= Xinjiang Uygur Autonomous Region Supervisory Commission =

Chinese government body

The Xinjiang Uygur Autonomous Region Supervisory Commission (新疆维吾尔自治区监察委员会), or Xinjiang Supervisory Commission (新疆监察委员会), or the Supervisory Commission of the Xinjiang Uygur Autonomous Region is a national oversight entity chosen by the Xinjiang Uygur Autonomous Regional People's Congress. It is accountable to and overseen by both the Standing Committee of the Regional People's Congress and the National Supervisory Commission of the People's Republic of China.

== History ==
On November 4, 2017, the 30th meeting of the Standing Committee of the 12th National People's Congress adopted a resolution to implement the national supervisory system reform nationwide, drawing on insights from pilot programs in Beijing, Shanxi, and Zhejiang, in alignment with the directives of the Central Committee of the Chinese Communist Party and the ethos of the 19th National Congress of the Chinese Communist Party.
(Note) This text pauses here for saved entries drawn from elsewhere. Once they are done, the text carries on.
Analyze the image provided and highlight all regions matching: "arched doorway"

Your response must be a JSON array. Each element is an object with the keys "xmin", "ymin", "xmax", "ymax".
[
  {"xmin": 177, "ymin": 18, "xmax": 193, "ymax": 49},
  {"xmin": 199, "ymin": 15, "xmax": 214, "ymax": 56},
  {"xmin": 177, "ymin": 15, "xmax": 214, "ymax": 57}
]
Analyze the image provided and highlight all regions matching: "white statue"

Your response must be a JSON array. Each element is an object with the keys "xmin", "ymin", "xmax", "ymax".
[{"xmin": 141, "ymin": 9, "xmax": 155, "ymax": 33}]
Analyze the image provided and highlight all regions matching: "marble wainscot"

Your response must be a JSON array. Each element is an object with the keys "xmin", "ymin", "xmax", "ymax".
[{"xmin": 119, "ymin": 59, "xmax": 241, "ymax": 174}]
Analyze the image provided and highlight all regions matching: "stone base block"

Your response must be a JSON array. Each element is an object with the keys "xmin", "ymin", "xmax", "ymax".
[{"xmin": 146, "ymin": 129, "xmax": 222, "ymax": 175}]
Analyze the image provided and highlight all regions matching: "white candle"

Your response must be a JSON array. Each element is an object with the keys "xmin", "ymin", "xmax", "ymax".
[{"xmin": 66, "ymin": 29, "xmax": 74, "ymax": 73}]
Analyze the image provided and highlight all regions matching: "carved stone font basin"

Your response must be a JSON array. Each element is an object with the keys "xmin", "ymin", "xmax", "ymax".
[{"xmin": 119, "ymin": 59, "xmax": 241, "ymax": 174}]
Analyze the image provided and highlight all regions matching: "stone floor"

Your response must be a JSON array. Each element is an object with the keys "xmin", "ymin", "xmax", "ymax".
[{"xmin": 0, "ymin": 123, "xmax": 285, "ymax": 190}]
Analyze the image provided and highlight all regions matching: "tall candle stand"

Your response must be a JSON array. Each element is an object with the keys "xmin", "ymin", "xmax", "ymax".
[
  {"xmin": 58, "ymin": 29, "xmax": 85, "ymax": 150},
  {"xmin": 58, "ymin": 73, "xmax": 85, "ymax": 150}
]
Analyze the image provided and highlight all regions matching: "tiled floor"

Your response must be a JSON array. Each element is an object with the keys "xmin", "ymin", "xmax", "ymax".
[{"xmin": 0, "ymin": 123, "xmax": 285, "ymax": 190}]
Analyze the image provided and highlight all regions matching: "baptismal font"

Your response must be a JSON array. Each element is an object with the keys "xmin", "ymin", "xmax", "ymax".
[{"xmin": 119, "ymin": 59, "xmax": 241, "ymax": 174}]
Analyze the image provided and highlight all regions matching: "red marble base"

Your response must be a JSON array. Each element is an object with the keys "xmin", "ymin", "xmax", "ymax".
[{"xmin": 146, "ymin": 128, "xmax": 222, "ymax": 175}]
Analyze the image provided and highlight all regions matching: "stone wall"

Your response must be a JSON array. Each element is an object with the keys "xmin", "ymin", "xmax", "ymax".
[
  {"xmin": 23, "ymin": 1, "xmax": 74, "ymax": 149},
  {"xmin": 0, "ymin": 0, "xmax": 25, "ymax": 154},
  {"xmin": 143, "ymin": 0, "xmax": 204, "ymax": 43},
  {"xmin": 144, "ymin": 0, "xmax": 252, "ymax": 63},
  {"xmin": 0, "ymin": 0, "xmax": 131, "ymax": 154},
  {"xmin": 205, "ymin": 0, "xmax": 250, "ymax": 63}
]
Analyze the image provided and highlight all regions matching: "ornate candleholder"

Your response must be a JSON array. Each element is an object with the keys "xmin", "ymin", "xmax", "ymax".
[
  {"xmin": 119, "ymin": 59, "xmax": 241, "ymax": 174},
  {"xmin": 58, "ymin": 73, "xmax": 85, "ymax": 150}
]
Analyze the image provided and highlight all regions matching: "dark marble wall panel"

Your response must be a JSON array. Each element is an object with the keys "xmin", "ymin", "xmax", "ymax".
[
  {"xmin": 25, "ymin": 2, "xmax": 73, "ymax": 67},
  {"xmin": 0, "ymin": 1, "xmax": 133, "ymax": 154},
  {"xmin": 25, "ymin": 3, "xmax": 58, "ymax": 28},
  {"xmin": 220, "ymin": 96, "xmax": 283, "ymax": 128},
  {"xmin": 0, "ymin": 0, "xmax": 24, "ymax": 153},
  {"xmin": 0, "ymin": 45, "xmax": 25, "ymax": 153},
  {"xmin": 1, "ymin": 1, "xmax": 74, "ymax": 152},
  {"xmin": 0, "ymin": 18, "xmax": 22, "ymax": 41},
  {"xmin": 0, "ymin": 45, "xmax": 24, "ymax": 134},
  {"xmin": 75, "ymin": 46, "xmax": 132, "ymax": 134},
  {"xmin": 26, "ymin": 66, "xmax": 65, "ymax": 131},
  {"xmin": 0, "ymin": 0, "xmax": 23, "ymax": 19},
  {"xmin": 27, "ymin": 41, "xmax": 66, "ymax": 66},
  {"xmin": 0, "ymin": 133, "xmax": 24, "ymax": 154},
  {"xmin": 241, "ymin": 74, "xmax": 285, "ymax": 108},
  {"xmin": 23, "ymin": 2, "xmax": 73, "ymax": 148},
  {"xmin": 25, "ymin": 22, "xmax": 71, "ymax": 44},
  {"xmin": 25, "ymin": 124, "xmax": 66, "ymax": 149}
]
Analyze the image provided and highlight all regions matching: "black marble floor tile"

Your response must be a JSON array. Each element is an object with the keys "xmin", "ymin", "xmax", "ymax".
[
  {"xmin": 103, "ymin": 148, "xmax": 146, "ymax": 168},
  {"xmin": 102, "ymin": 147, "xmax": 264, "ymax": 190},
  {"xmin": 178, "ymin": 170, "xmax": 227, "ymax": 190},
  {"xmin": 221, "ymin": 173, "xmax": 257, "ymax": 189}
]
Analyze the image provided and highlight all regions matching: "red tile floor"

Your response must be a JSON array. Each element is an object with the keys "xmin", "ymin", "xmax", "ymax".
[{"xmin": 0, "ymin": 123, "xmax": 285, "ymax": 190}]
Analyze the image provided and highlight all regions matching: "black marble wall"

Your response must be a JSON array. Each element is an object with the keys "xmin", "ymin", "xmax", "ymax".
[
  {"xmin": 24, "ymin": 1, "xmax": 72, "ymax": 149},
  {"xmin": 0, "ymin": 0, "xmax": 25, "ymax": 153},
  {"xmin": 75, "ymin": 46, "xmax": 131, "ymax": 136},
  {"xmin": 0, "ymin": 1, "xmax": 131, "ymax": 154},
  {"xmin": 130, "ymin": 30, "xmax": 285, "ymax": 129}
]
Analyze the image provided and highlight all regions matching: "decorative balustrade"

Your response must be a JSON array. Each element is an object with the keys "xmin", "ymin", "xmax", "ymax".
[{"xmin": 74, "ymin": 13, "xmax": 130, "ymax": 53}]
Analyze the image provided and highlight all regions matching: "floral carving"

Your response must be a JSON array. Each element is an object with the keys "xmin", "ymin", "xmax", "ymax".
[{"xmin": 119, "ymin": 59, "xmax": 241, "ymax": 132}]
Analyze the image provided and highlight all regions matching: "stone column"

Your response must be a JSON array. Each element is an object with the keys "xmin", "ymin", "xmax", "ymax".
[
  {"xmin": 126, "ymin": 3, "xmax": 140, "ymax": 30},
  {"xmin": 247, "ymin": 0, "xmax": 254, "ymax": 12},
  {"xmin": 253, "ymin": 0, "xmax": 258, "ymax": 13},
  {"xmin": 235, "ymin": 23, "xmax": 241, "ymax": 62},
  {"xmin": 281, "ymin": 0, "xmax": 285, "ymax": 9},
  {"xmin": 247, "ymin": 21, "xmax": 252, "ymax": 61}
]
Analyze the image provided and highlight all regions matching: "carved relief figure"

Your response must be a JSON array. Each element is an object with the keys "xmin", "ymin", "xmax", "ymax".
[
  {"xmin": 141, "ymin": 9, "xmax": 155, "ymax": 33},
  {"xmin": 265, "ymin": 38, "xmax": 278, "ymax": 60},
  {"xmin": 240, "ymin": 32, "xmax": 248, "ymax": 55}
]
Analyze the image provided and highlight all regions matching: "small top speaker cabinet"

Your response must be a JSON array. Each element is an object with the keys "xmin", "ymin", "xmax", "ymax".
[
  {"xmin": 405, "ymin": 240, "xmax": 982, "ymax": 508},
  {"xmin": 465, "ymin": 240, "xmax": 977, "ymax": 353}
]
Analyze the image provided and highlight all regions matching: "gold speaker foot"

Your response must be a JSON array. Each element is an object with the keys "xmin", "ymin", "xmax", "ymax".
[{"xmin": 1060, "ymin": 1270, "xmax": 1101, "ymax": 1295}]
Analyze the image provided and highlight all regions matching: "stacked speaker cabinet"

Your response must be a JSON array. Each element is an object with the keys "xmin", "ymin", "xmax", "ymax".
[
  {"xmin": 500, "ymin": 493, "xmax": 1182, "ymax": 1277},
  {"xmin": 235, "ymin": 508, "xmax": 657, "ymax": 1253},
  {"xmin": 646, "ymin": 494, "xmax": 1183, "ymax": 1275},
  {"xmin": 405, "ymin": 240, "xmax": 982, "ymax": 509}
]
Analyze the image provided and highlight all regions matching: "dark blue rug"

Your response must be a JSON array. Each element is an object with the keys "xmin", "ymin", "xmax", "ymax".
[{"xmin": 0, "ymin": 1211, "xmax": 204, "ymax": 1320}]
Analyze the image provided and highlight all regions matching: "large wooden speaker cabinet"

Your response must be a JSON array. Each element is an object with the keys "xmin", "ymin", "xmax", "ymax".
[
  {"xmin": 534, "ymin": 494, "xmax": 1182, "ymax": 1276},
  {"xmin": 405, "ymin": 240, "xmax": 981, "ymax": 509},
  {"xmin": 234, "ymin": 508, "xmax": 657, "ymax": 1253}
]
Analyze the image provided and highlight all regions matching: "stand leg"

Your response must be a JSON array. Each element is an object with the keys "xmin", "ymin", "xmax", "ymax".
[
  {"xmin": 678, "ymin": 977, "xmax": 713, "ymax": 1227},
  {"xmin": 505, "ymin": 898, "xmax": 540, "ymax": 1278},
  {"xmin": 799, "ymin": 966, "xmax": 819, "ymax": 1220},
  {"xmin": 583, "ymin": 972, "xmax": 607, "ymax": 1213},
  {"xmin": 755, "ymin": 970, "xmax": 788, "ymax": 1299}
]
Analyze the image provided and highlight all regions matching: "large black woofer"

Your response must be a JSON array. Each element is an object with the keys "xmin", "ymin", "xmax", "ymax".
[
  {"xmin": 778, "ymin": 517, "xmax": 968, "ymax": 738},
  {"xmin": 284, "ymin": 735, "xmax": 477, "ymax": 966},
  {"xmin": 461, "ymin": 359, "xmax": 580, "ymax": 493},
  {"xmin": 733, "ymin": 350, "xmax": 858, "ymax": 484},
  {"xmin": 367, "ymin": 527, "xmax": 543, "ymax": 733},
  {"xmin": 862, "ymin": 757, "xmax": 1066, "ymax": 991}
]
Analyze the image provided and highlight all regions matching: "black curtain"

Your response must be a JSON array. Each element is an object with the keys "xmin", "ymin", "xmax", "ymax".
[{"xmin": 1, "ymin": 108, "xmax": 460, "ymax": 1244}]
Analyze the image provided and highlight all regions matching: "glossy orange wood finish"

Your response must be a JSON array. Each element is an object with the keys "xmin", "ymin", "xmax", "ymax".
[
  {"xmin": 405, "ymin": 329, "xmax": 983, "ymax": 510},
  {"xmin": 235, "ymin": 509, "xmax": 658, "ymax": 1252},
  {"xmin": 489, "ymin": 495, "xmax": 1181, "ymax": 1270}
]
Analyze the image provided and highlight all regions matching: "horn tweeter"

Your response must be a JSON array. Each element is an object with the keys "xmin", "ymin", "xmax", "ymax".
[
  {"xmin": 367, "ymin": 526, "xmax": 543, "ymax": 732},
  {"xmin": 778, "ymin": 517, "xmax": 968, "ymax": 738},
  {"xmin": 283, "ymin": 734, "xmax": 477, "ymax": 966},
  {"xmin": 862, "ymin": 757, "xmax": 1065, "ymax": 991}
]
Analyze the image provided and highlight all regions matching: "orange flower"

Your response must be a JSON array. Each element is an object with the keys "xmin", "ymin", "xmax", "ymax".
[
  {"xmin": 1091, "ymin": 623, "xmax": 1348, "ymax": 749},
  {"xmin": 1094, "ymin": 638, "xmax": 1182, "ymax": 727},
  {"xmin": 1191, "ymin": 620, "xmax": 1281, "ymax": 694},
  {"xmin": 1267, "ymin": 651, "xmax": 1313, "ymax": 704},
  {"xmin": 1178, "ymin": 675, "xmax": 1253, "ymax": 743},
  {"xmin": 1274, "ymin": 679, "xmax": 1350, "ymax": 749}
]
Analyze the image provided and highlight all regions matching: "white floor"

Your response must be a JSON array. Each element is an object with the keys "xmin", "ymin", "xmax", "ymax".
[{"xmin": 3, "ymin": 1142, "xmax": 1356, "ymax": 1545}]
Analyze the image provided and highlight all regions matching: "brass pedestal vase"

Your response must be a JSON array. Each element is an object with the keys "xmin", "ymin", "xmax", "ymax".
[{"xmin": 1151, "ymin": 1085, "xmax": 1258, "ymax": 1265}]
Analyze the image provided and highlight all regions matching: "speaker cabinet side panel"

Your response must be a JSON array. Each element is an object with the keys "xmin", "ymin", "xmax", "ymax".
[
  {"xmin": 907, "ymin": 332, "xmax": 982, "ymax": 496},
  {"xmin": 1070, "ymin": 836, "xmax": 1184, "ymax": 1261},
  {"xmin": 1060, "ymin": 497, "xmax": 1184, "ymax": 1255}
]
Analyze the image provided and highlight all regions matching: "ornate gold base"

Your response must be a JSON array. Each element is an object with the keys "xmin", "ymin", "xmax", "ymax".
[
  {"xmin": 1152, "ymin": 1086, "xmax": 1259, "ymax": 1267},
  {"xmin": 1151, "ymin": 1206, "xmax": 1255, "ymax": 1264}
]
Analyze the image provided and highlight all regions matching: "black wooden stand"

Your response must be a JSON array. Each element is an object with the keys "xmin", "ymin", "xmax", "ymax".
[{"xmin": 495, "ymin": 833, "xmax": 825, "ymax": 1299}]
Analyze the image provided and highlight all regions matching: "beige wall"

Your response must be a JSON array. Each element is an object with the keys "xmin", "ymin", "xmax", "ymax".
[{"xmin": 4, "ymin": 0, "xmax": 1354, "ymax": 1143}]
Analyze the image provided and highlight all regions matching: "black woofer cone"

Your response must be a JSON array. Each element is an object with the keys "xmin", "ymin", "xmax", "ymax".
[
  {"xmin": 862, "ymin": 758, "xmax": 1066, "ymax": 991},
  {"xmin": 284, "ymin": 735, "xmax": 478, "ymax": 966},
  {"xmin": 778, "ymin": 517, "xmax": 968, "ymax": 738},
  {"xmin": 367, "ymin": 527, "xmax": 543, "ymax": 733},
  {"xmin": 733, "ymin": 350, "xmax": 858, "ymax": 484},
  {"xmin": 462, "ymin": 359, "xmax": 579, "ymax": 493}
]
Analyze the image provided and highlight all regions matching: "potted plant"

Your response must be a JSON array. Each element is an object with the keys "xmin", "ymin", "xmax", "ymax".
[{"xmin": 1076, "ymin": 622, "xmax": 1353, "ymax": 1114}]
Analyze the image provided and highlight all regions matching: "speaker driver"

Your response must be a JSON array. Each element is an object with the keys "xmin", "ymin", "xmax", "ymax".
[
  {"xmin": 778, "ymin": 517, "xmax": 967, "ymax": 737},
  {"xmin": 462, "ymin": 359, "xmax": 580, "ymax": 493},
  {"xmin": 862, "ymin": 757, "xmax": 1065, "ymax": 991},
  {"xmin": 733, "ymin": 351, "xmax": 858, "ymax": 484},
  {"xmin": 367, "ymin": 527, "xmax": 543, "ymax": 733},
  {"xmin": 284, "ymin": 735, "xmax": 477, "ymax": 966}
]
On the morning of January 26, 2018, at the inaugural session of the 13th People's Congress of the Xinjiang Uygur Autonomous Region, delegates formally cast their votes. Luo Dongchuan, a member of the Standing Committee of the Regional Party Committee and Secretary of the Regional Discipline Inspection Commission, was elected Director of the Supervisory Commission following meticulous counting. On January 27, the Xinjiang Uygur Autonomous Region Supervisory Commission was officially inaugurated, signifying the formal foundation of the new supervisory entity and a pivotal milestone in the execution of the national supervisory reform.